Optimal Cost Design for Model Predictive Control

Avik Jain, Lawrence Chan, Daniel S. Brown, Anca D. Dragan

University of California, Berkeley

In the Proceedings of the Third Annual Learning for Dynamics and Control Conference (L4DC) 2021.

Introduction/Motivation

One of the most commonly used planning paradigms in robotics is nonconvex Model Predictive Control (MPC). MPC optimizes trajectories based on a ground-truth cost function, C, that describes the task.

MPC uses four heuristics to enable tractable planning:

  1. Short Horizon: MPC plans for a finite horizon which is typically much shorter than the full horizon of the problem, which can lead to myopic behavior.

  2. Local Optimization: MPC performs local trajectory optimization, which leads to behavior that's only locally optimal.

  3. Replanning: MPC repeated replans a new trajectory following each observation, and only takes the first action from this plan. This can lead to behavior that fails to account for future replanning.

  4. Approximate Dynamics Model: MPC plans into the future using an approximate model of dynamics, which typically sacrifices accuracy for computational tractability. This can lead to compounding errors in the executed trajectory.

Performance of MPC planners when using the true cost C (gray) versus an optimized surrogate cost C' (orange), as measured by the cumulative true cost C.

We demonstrate that we can address the above issues via optimal cost design for model predictive control (OCD-MPC): given a ground-truth cost C and a planning algorithm, we find a surrogate cost C' such that optimizing for C' results in robot trajectories with minimal cost under the true cost function C. We propose using a zeroth order optimization technique (CMA-ES) to solve the OCD-MPC problem.

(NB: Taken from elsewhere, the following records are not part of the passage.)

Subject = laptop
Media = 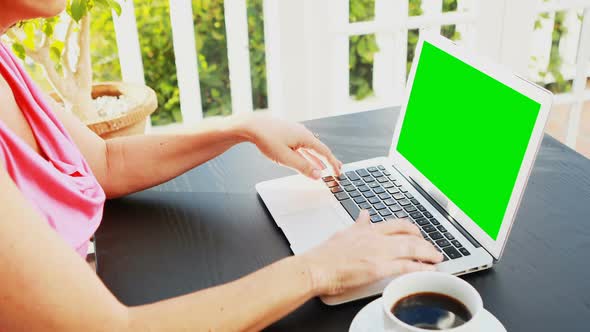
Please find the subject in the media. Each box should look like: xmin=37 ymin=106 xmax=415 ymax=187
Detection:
xmin=256 ymin=34 xmax=552 ymax=305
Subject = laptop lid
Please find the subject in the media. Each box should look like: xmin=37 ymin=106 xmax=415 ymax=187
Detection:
xmin=389 ymin=35 xmax=552 ymax=260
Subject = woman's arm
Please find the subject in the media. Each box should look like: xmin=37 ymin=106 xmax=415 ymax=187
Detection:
xmin=52 ymin=106 xmax=341 ymax=198
xmin=128 ymin=255 xmax=313 ymax=331
xmin=0 ymin=164 xmax=311 ymax=331
xmin=98 ymin=118 xmax=248 ymax=198
xmin=0 ymin=167 xmax=441 ymax=331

We demonstrate that finding an appropriate surrogate cost C' is tractable and analyze several scenarios where OCD-MPC alleviates suboptimality due to each of the four heuristics.

Scenario 1: Suboptimality Due to Short Planning Horizon

First, we provide an example of how OCD-MPC can alleviate problems resulting from MPC using a short planning horizon. In this scenario, the robot car (orange) starts behind a fixed speed human car (black).

Because the human car ahead of the robot is traveling slower than the robot's target speed, the robot must either switch lanes to maintain speed or slow down and stay in the center lane -- the former behavior is preferred and has lower true cost.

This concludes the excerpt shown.